In [3]:
import os
import pandas as pd
import glob
import re
import spacy
from codecarbon import EmissionsTracker

In [14]:
def emissions_tracker(tracker_outpath):
    tracker = EmissionsTracker(project_name = "assignment 1",
                                output_dir = tracker_outpath,
                                output_file = "emissions_assignment1.csv")
    return tracker


def load_spacy():
    """ Load SpaCy model """
    nlp = spacy.load("en_core_web_md")
    return nlp


def remove_metadata(text):
    """ Remove metadata from text input """
    return re.sub(r"<*?>", "", text)


def count_pos(doc):
    """
    Count the number of each part-of-speech (POS) tag in the document. The function takes a spaCy doc
    object as input and returns a tuple containing counts of nouns, verbs, adjectives, and adverbs.
    """
    noun_count, verb_count, adv_count, adj_count = 0, 0, 0, 0

    for token in doc:
        if token.pos_ == "NOUN":
            noun_count += 1
        elif token.pos_ == "VERB":
            verb_count += 1
        elif token.pos_ == "ADV":
            adv_count += 1
        elif token.pos_ == "ADJ":
            adj_count += 1

    return noun_count, verb_count, adv_count, adj_count


def rel_freq(count, len_doc): 
    """
    Calculate the relative frequency per 10,000 words and round the decimals. The function takes the number of
    POS and the total number of tokens in the given text, while returns the relative frequency.
    """
    return round((count/len_doc * 10000), 2)


def no_unique_ents(doc):
    """
    The function counts the total number of unique PER, LOC, and ORG entities. The function takes a spaCy doc
    object as input and returns a list containing counts of unique entities.

    """
    enteties = []

    for ent in doc.ents: 
        enteties.append((ent.text, ent.label_))

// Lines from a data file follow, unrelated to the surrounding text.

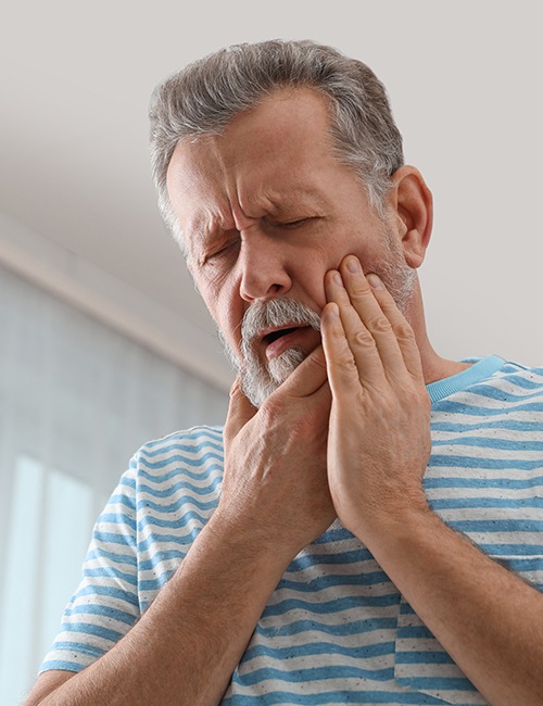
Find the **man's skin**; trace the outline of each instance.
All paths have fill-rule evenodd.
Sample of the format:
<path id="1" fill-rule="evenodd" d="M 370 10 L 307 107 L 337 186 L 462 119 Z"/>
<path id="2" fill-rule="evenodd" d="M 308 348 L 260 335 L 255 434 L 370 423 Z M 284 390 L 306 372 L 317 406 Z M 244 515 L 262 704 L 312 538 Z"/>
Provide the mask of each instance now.
<path id="1" fill-rule="evenodd" d="M 233 351 L 243 313 L 274 297 L 320 313 L 321 339 L 294 333 L 307 358 L 260 409 L 233 386 L 212 519 L 130 632 L 79 675 L 42 675 L 28 705 L 219 703 L 287 566 L 336 517 L 491 704 L 543 704 L 543 596 L 422 492 L 425 383 L 465 366 L 431 348 L 418 285 L 405 316 L 383 287 L 380 217 L 328 130 L 323 97 L 285 90 L 177 146 L 168 189 L 188 266 Z M 416 169 L 393 175 L 387 205 L 396 256 L 416 268 L 431 232 Z"/>

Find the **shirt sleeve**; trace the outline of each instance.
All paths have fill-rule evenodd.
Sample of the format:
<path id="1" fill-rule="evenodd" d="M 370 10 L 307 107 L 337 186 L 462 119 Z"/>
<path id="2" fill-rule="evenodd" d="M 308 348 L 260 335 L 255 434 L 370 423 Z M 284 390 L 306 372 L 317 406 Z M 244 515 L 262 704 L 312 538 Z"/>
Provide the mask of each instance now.
<path id="1" fill-rule="evenodd" d="M 140 616 L 136 456 L 98 518 L 79 587 L 40 667 L 80 671 L 111 650 Z"/>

    enteties_df = pd.DataFrame(enteties, columns=["enteties", "label"])
    enteties_df = enteties_df.drop_duplicates()
    unique_counts = enteties_df.value_counts(subset = "label")
    
    unique_labels = ['PERSON', 'LOC', 'ORG']
    unique_row = []

    for label in unique_labels:
        if label in (unique_counts.index):
            unique_row.append(unique_counts[label])
        else:
            unique_row.append(0)

    return unique_row


def process_text(filepath):
    """ 
    The function iterates over .txt files in the subfolders and extracts linguistic features. Also, it creates a
    Pandas DataFrame to store and append the extracted features for each file.
    """

    for subfolder in sorted(os.listdir(filepath)):
        subfolder_path = os.path.join(filepath, subfolder)

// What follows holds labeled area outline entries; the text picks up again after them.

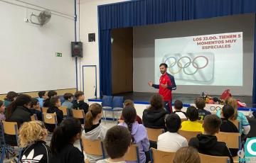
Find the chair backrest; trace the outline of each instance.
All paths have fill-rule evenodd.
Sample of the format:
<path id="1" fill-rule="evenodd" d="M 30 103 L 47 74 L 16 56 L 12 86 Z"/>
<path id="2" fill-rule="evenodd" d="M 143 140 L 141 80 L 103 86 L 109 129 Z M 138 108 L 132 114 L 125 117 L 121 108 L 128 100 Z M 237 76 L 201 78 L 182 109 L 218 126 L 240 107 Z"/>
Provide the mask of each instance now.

        print(subfolder_path)

        out_df = pd.DataFrame(columns = ("Filename", "RelFreq NOUN", "RelFreq VERB", "RelFreq ADV",
                                        "RelFreq ADJ", "No. Unique PER", "No. Unique LOC", "No. Unique ORG"))

        csv_outpath = os.path.join("out", f"{subfolder}.csv")

        for file in sorted(glob.glob(os.path.join(subfolder_path, "*.txt"))):
            with open(file, "r", encoding = "latin-1") as f:
                text = f.read()
                doc = nlp(remove_metadata(text))

            noun_count, verb_count, adv_count, adj_count = count_pos(doc)
            len_doc = len(doc)
            noun_rel_freq, verb_rel_freq, adv_rel_freq, adj_rel_freq = rel_freq(noun_count, len_doc), rel_freq(verb_count, len_doc), rel_freq(adv_count, len_doc), rel_freq(adj_count, len_doc)
            No_unique_per, No_unique_loc, No_unique_org = no_unique_ents(doc)
            
            text_name = file.split("/")[-1]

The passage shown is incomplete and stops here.